Known as monthly income plans and increasing monthly premium plans, both of these options have their own set of benefits. The second plan offers your family increased payments, depending on the lifestyle changes caused due to inflation.
5. Adequate Insurance Cover
Choosing the right coverage amount for your online term plan is a dominating factor and should be catered carefully. While most people choose a random amount like one crore, you should not make the same mistake as the others.
An adequate cover ensures that you safeguard all your liabilities such as home and car loans, and cover the living expenses of your family for at least thirty years after your demise. Moreover, you should also keep your future goals in mind while choosing your insurance cover value.
Additionally, you also need to include the rate of annual inflation when you calculate your expenses.

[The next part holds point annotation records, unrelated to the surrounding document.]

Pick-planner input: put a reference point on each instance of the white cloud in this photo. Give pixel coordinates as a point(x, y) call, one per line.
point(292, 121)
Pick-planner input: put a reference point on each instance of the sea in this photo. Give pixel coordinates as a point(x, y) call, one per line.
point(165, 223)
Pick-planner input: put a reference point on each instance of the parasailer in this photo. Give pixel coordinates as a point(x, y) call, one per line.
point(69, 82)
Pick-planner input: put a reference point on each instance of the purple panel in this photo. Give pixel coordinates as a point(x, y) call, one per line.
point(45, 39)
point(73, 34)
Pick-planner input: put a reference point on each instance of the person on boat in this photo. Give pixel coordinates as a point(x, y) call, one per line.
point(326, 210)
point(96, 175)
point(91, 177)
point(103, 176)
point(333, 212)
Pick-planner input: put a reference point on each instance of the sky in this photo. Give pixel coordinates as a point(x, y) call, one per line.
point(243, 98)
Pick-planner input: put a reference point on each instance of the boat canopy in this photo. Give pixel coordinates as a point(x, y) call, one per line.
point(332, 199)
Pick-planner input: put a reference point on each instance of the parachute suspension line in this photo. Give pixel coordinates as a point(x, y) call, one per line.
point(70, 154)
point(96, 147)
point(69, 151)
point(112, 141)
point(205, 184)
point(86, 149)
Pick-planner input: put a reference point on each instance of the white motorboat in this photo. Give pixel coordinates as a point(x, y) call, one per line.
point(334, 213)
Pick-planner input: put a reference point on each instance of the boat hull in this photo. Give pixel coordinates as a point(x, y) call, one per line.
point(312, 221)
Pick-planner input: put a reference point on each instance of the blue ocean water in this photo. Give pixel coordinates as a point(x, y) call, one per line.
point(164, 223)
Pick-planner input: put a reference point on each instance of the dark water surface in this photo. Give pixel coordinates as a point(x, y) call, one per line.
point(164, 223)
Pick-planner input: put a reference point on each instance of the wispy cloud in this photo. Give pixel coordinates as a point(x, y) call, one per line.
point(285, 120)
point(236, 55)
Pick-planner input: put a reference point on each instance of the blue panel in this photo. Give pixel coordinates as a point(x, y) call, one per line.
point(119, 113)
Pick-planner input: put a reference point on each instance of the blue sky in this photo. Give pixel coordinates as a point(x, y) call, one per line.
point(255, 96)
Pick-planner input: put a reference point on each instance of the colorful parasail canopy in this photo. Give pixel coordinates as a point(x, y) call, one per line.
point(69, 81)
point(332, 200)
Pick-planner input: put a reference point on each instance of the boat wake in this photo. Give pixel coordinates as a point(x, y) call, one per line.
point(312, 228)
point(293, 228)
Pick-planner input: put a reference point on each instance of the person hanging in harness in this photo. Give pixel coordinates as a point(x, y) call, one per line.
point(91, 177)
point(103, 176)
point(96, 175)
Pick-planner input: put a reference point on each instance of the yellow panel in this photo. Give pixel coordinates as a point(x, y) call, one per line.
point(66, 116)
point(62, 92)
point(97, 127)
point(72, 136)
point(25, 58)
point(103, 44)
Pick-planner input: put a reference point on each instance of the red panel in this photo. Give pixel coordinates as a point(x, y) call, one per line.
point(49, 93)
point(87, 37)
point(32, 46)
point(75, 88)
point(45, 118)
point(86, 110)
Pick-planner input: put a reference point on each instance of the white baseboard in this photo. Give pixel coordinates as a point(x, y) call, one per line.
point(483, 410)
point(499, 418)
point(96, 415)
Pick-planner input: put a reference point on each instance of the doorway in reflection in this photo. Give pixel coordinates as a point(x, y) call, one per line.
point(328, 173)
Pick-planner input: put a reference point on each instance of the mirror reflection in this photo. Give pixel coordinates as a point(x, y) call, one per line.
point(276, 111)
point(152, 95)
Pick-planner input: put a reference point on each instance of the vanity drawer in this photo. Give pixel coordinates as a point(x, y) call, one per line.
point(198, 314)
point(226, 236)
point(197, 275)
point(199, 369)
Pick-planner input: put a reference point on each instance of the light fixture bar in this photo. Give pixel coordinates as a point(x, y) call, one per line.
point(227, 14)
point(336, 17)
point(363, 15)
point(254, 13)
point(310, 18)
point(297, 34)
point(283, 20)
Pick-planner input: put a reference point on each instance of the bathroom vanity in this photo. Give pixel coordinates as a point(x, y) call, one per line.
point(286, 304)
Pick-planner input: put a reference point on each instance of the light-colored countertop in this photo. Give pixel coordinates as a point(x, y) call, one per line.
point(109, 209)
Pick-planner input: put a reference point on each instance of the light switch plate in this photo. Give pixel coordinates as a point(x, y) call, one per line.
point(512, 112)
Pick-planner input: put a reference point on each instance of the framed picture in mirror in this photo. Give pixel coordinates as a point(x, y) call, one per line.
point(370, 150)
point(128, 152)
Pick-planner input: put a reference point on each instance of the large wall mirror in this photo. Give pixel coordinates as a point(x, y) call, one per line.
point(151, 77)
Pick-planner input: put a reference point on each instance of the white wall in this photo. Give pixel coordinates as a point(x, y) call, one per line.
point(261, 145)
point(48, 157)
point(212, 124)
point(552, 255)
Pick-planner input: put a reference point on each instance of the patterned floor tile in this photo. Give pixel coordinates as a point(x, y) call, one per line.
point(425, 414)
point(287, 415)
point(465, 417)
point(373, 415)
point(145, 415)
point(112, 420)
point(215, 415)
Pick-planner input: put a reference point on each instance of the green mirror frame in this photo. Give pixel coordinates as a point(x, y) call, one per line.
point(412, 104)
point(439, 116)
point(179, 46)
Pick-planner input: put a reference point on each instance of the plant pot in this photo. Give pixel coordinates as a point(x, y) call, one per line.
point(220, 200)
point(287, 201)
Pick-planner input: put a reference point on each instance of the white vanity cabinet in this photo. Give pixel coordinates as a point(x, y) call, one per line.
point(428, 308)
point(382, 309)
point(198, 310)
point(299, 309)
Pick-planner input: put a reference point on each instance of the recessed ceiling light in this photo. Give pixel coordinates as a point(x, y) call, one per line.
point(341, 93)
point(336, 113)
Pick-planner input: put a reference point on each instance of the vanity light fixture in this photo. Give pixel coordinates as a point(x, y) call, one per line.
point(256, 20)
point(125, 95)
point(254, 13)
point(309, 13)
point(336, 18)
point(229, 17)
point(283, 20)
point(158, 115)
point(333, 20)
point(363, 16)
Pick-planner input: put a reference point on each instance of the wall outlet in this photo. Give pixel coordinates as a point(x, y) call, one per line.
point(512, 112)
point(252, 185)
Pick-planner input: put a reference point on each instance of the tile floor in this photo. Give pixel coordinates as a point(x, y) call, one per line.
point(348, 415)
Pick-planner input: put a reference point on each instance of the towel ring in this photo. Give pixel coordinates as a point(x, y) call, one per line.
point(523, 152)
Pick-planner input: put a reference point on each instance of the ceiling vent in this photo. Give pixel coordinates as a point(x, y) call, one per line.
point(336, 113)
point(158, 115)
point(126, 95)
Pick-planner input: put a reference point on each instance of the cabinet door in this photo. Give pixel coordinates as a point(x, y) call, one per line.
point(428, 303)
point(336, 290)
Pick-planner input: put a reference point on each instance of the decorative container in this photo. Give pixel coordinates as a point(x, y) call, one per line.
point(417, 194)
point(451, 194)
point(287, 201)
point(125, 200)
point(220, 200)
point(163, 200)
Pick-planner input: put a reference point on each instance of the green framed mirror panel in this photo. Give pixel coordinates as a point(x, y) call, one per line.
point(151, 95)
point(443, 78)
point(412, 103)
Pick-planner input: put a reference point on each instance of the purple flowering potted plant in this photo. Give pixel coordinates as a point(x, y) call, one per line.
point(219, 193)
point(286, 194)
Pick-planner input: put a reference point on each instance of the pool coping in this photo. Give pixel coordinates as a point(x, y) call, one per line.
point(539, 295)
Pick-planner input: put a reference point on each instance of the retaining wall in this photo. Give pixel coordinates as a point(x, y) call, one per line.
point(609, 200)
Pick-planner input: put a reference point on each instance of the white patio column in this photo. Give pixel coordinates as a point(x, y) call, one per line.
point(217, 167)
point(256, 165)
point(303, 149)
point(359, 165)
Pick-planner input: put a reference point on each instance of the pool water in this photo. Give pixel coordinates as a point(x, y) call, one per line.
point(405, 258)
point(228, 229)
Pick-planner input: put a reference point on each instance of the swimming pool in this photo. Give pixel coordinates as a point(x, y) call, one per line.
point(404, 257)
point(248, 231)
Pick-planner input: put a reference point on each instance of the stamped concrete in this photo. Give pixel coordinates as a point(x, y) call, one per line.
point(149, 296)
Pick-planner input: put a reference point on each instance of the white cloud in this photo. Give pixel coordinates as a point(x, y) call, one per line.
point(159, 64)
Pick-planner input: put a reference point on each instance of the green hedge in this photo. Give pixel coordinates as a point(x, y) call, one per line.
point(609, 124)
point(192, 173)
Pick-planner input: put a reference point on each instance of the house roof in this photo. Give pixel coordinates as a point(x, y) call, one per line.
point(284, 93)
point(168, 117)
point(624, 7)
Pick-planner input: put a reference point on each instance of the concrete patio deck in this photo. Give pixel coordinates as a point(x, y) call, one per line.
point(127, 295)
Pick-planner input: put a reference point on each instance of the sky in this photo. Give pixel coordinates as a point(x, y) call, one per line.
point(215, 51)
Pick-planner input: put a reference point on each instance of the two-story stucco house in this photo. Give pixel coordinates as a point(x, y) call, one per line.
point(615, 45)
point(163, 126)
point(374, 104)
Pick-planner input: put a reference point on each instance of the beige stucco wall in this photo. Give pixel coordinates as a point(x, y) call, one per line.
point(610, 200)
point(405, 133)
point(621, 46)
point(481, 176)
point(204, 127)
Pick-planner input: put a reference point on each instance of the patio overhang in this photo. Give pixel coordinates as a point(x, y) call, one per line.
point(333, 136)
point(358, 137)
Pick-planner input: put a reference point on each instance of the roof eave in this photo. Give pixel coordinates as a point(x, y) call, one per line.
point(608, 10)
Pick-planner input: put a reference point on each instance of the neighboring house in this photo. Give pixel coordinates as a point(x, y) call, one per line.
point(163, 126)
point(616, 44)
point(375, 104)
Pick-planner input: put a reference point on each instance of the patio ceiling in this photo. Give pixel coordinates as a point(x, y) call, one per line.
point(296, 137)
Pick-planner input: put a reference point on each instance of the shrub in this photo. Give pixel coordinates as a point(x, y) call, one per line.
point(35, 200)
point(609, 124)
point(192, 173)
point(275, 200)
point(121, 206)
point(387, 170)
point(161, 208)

As an example, if you require 20 lakh to start a business in ten years, and the rate of inflation is 7%, you need to have at least 39 lakhs after ten years to accomplish your goal.
Similarly, you can calculate other expenses and choose an insurance cover that allows your family to live happily in the future. Doing this process properly also ensures that your family won’t have to be dependent on financial help from others after you’re no longer with them.
With the tips and basic things about term insurance stated above, you can easily determine your requirements and needs before you buy a term insurance plan. Make sure you keep them in mind while purchasing a policy plan in the future.